Dr. Steven Harrod is Associate Professor in the Department of Management Engineering at Technical University of Denmark.
Will this be on the exam?” In my decade of teaching OM in the U.S., this was by far the most frequent question from students. The typical American course is assessed on a running sum of credit for attendance, participation, written homework, midterm and progress exams, and a final exam, much like the bill after a stay at a Hilton resort.
Speaking from my experience in Denmark, the European evaluation process and value system is much different. One of the clearest ways I have experienced this is with Heizer/Render/Munson’s popular MyOMLab system. In the U.S., MyOMLab was well received and many students actively worked homework assignments to accumulate grade points. Here in Denmark, the response was, “Just give us the questions and the answers, and we’ll figure it out ourselves.”

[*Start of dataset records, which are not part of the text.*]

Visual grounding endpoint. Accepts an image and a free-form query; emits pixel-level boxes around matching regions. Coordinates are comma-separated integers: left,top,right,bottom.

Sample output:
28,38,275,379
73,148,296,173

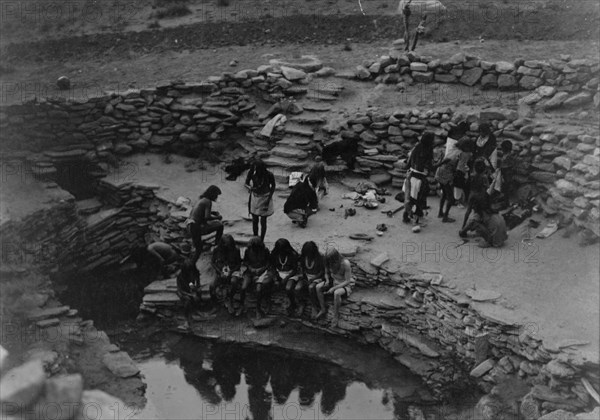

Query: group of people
177,234,355,326
403,121,516,247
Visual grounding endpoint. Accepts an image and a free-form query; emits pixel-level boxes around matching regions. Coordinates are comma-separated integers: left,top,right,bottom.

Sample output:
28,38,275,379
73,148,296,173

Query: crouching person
271,238,305,316
300,241,331,319
243,236,273,318
210,234,242,314
283,178,319,228
325,248,355,327
459,194,508,248
177,259,202,330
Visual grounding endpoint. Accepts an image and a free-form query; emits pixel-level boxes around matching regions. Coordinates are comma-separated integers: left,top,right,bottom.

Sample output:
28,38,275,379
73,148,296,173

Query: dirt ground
118,155,600,360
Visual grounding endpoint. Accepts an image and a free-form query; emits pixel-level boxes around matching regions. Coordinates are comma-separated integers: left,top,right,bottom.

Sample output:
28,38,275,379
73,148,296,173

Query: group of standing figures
403,121,516,247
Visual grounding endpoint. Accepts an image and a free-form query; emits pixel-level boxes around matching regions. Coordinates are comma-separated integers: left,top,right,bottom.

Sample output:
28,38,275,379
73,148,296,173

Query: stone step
302,102,331,112
271,145,308,159
263,156,310,171
290,113,325,124
285,124,315,137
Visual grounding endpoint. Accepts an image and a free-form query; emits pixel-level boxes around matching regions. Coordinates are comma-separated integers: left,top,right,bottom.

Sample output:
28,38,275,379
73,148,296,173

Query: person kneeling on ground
283,177,319,227
300,241,331,319
177,259,202,330
458,194,508,248
325,248,354,327
188,185,224,261
244,236,273,317
123,242,183,276
271,238,305,316
210,234,242,314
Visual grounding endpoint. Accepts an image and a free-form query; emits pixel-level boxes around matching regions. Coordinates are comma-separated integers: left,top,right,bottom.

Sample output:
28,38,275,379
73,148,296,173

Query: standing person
300,241,331,319
177,259,202,330
398,0,412,51
210,234,242,313
308,162,329,201
188,185,224,261
243,236,273,318
402,131,435,224
271,238,305,316
325,248,355,327
458,194,508,248
246,159,275,241
283,178,319,228
435,123,467,223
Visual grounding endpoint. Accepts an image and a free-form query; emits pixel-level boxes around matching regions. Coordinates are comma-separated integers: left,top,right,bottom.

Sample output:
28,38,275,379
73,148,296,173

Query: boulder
460,67,483,86
498,74,518,90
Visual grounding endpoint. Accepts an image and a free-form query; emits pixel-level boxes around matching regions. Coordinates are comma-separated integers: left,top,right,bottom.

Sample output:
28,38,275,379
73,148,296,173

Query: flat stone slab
465,289,502,302
302,102,331,112
144,279,177,294
27,306,71,321
271,145,308,159
102,351,140,378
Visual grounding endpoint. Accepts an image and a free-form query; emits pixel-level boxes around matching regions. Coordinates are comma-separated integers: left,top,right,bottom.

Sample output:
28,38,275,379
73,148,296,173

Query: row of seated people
177,234,355,326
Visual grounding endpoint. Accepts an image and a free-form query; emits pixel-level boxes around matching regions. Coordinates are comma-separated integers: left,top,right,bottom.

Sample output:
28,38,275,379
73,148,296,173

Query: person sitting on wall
283,177,319,228
271,238,305,316
458,194,508,248
244,236,273,317
210,234,242,314
177,258,202,330
188,185,224,261
127,242,183,276
300,241,331,319
325,248,355,327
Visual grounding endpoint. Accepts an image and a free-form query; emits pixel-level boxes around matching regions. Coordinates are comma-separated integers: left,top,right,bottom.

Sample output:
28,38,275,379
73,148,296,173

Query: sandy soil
118,155,600,360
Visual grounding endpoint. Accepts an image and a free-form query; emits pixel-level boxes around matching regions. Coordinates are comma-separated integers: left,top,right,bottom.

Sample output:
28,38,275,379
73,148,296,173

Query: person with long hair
245,159,276,241
188,185,224,261
402,131,435,224
325,247,355,327
271,238,305,315
210,234,242,313
238,236,273,317
300,241,331,319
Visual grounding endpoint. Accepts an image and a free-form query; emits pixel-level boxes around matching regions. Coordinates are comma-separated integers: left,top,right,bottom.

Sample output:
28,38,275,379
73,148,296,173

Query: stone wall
0,347,131,420
347,53,600,110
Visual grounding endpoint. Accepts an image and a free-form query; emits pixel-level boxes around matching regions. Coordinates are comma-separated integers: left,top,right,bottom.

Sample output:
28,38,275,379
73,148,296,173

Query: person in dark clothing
283,178,319,227
188,185,224,261
238,236,273,317
245,160,276,241
271,238,306,315
300,241,332,319
210,235,242,313
177,259,202,329
402,131,435,223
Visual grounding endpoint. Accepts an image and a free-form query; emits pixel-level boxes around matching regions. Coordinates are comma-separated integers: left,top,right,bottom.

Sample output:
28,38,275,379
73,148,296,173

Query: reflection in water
136,338,418,420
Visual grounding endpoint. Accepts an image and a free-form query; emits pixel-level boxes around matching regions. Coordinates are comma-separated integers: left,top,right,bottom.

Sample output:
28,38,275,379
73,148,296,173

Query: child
325,248,354,327
244,236,273,318
177,259,202,330
300,241,331,319
271,238,304,316
210,234,242,313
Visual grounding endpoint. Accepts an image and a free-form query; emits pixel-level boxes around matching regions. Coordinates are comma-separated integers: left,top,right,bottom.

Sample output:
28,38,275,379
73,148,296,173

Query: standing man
398,0,412,51
188,185,223,261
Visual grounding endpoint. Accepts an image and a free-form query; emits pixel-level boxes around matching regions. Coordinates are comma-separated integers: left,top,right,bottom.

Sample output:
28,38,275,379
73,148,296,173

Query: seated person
271,238,304,315
237,236,273,317
300,241,331,319
177,259,202,330
123,242,183,276
458,195,508,248
210,234,242,313
283,178,319,227
325,248,355,327
188,185,223,261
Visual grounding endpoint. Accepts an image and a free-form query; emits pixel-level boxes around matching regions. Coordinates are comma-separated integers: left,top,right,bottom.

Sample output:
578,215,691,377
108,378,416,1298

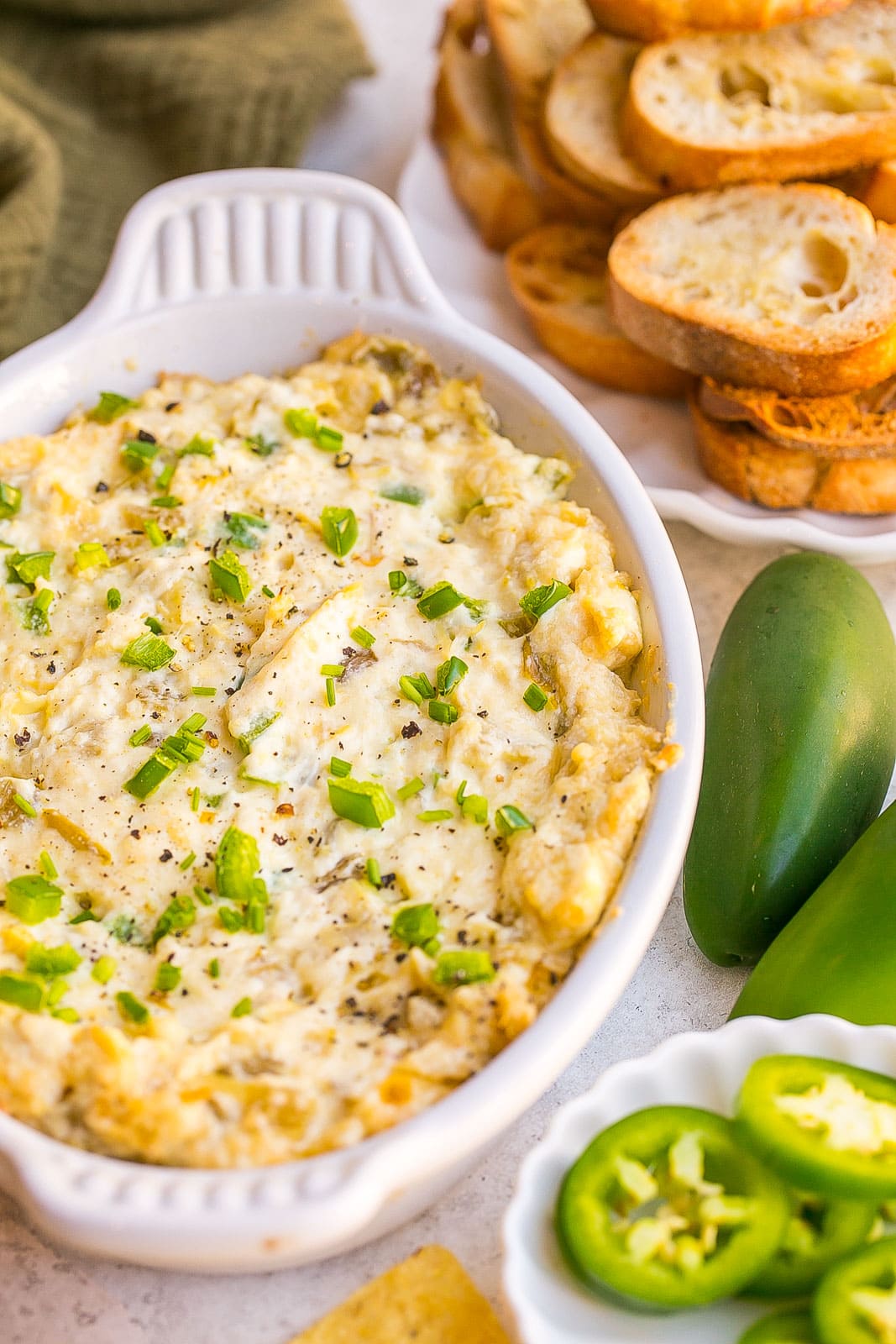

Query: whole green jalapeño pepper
813,1236,896,1344
735,1055,896,1200
556,1106,790,1312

Students are definitely more independent here than in the U.S. Written exams, numerical or multiple choice, are limited to courses with more than 40 students. Since all of my courses are smaller, I have exclusively held oral exams. An oral exam typically offers the student the opportunity to set the topic of the exam. Very often the examiners are external, not participants in the course delivery, and brought in at exam time. The student has a very real chance to emphasize topics of strength and avoid topics of weakness, and is very much “in the driver’s seat.”
And the examiners often represent potential employers, which makes for a different student to job market relationship than in the U.S. Although students here desire recognition and good grades, there is a relaxed relationship between students and the job market that supports a more exploratory, investigative education. The typical course I teach here is a form of “mass customization.” The lesson plan often contains multiple streams of related concepts.
The learning environment in Europe offers some interesting opportunities for exploration and growth, but it is also dependent on the many structural and cultural elements of Europe.